Longitudinal phenotype information. A subset of patients was assessed at two time points. Three arbitrary pairs of syndrome dimensions are given to illustrate the convergence of clinical phenotype in syndrome dimensions at follow-up. Each ellipse shows the 95% confidence intervals of the syndrome dimension scores for each FTLD subgroup at baseline and follow-up. At follow-up there was greater overlap across all FTLD syndromes in all syndrome dimensions.
Figure 7

Longitudinal phenotype information. A subset of patients was assessed at two time points. Three arbitrary pairs of syndrome dimensions are given to illustrate the convergence of clinical phenotype in syndrome dimensions at follow-up. Each ellipse shows the 95% confidence intervals of the syndrome dimension scores for each FTLD subgroup at baseline and follow-up. At follow-up there was greater overlap across all FTLD syndromes in all syndrome dimensions.

Discussion

Using a data-driven analysis of cross-sectional phenotypes, this epidemiologically-based study revealed that the common syndromes associated with FTLD are not discrete in their clinical features or structural brain changes (Fig. 1A), but instead exist as a multidimensional spectrum (Fig. 1B). Many patients displayed the diagnostic features for multiple diagnoses (Fig. 1C and D). The dimensions of behaviour, movement and language features occurred to varying degrees across all the major diagnostic groups. Differences between groups were expressed by different weightings along these spectra, rather than by categorical clinical or imaging features.

Despite the continuity among patient phenotypes, the clinical syndromes are not random associations. There were close associations between sets of cognitive, behavioural, language and motor features, which are reminiscent of the classical phenotypes (Fig. 2). For example, syndrome dimension 3 represents supranuclear gaze palsy, falls, akinesia and preserved semantics, typical of PSP-Richardson’s syndrome. However, 44% of CBS patients expressed this pattern to the same degree as PSP patients. The recognition of such overlap has contributed to the development of intermediate diagnoses like PSP-CBS (Höglinger et al., 2017) and CBS-PSP (Armstrong et al., 2013) but our results indicate that such overlap is common rather than exceptional. However, not all potential intermediate phenotypes occur. For example, a supranuclear gaze palsy, axial and symmetrical limb rigidity rarely coexist with semantic impairment, a combination that has been reported only in exceptional cases of mixed tau and TDP43 pathology (Snowden et al., 2019).

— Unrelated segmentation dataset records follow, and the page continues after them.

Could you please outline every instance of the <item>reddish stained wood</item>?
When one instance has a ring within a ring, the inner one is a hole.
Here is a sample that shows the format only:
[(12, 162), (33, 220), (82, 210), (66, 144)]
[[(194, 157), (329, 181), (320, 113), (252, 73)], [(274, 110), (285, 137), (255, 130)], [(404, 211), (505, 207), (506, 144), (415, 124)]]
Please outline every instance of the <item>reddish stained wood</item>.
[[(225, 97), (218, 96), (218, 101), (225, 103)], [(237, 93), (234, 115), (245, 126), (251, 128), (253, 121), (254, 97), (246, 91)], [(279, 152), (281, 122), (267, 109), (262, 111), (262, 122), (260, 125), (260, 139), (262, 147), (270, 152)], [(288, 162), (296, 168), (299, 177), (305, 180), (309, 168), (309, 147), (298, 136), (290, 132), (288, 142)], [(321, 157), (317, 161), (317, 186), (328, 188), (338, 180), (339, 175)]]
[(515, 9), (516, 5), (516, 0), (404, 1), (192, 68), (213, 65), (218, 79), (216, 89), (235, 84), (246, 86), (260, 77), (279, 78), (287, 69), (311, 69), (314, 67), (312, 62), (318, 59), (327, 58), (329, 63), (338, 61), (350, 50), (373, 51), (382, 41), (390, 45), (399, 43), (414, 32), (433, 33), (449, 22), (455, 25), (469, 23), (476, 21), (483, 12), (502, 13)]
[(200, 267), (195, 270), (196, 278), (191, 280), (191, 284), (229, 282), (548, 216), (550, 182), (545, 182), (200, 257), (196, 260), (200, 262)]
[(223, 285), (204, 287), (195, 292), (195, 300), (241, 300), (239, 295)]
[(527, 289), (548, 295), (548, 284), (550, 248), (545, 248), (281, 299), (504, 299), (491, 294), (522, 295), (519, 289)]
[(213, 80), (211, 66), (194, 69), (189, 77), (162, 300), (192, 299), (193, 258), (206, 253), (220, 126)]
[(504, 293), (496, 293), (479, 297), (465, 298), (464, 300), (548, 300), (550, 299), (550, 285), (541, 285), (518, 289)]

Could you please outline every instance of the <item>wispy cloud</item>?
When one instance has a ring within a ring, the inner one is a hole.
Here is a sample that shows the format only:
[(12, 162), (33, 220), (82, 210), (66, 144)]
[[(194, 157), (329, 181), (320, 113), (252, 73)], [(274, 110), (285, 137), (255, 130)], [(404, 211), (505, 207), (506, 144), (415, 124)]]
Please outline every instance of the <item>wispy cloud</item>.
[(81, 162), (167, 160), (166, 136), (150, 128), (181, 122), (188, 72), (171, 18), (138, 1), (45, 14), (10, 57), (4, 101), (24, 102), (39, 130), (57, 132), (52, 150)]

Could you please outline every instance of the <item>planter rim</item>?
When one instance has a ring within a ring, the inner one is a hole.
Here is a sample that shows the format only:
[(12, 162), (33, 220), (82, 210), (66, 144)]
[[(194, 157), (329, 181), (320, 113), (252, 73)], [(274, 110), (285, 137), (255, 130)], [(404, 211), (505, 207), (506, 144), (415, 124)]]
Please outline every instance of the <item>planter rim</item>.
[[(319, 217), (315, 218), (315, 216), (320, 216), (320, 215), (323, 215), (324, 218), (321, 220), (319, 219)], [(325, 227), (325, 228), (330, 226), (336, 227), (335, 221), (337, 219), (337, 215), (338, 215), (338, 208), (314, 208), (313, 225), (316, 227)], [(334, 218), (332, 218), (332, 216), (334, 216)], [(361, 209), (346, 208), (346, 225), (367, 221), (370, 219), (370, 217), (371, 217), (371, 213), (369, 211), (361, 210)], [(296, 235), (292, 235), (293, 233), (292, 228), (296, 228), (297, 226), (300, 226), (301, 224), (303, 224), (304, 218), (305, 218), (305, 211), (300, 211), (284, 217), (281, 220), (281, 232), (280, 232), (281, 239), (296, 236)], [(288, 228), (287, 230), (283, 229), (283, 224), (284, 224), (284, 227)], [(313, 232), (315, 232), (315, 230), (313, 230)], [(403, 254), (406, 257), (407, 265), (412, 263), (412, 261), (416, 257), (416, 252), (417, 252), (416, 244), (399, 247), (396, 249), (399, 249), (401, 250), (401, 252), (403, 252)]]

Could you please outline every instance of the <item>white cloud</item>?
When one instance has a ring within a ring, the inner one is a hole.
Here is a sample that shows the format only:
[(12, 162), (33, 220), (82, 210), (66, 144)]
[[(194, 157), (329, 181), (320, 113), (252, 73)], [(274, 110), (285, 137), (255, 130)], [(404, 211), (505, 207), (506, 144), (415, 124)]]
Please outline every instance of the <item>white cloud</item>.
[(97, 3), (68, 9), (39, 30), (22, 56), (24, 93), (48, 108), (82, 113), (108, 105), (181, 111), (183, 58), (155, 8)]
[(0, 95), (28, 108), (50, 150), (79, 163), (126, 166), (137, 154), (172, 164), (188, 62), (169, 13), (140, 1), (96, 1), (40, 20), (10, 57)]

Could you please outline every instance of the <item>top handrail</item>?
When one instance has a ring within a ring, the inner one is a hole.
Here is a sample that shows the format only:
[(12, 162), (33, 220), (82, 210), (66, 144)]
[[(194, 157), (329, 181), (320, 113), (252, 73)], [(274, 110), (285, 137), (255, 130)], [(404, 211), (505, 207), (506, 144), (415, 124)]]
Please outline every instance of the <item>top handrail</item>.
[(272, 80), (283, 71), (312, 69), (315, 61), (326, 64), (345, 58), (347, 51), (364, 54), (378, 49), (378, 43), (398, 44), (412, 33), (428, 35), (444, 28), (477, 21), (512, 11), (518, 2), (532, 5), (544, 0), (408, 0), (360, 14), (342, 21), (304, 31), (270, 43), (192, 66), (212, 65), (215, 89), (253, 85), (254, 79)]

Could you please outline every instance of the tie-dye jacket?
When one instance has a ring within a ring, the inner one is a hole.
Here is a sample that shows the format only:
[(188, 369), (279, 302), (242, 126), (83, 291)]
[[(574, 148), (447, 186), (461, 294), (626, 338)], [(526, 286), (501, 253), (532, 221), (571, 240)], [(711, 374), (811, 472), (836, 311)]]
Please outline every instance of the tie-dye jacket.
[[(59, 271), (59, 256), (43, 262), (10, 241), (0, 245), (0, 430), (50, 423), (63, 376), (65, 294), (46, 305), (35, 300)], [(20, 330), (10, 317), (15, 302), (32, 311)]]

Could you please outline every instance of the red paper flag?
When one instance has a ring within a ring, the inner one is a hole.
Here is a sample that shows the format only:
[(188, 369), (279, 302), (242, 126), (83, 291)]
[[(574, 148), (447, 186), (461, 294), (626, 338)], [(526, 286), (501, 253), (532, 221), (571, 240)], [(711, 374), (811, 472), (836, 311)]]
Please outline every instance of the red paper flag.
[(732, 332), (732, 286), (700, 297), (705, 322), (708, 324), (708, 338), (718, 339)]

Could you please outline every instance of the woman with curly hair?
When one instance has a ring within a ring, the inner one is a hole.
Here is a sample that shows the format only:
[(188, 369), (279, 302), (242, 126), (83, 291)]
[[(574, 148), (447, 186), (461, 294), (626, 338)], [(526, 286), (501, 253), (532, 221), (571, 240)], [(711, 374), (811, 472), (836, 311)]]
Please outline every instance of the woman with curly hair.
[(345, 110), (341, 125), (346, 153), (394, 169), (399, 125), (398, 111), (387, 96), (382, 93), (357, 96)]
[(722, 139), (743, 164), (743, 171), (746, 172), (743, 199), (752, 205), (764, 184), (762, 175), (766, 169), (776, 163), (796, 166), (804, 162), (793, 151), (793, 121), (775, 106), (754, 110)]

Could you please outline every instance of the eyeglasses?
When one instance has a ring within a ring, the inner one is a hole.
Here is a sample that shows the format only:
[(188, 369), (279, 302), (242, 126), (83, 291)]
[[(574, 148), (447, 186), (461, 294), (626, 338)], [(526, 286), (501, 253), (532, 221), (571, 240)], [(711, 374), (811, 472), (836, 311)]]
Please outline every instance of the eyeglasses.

We propose that a spectral approach is critical to understand the biological basis of the complex clinical syndromes, and to target future therapies appropriately. Rather than focus on the determinants of disease or treatment by diagnosis, one can focus on the determinants and treatment of the syndromic dimensions, in whichever diagnostic ‘group’ these dimensions are expressed. To do otherwise risks the misdirection of a treatment or the dilution of the effects of aetiological factors, whether genetic, environmental, or aggregate of pathogenic proteins. In other words, one could understand and potentially treat the ‘PSP-like’ features whether they occurred in the context of clinically diagnosed PSP-Richardson’s syndrome, CBS or bvFTD.

We do not suggest that the current diagnostic criteria are invalid. Instead, our results highlight the limitations of a categorical approach to diagnosis when the disorders are inherently multivariate spectra in their clinical and imaging features. Nor do our data suggest incorrect diagnosis: although only 49 of the patients have had post-mortem examination, the results confirmed clinicopathological correlations in keeping with the literature [very high for PSP (Gazzina et al., 2019) and svPPA (Spinelli et al., 2017), predominantly corticobasal degeneration or Alzheimer’s disease pathologies for CBS (Alexander et al., 2014), and either tau or TDP43 pathologies for bvFTD (Perry et al., 2017)]. Indeed, the symptom-based data-driven cluster analysis broadly reproduced the diagnostic criteria. But, the relative weightings on such clusters were graded, which highlights the difficulties when applying diagnostic criteria to patients with intermediate or mixed phenotypes (Spinelli et al., 2017).

Our analysis did not differentiate features that are more salient to a clinician (e.g. supranuclear gaze palsy) from those that are more salient to a relative or carer (e.g. behavioural disturbance, non-fluent aphasia or falls). This difference in perspective is relevant to diagnostic labelling. For example, a patient with apraxia, akinesia, dystonia and non-fluent agrammatic speech might be diagnosed as CBS or nfvPPA according to the dominant clinical features: but whose opinion on dominance matters most, the patient, carer or clinician? This is complicated further by the change in insight associated with many FTLD syndromes (O’Keeffe et al., 2007). A further complication for the categorical approach to diagnosis is the evolution of behavioural, motor or language features over time, which raises the question of whether the diagnosis label should be changed or complemented by a secondary, parallel diagnosis. Our approach largely resolves this issue by taking a transdiagnostic approach based on clinical and/or imaging domains, which we consider below.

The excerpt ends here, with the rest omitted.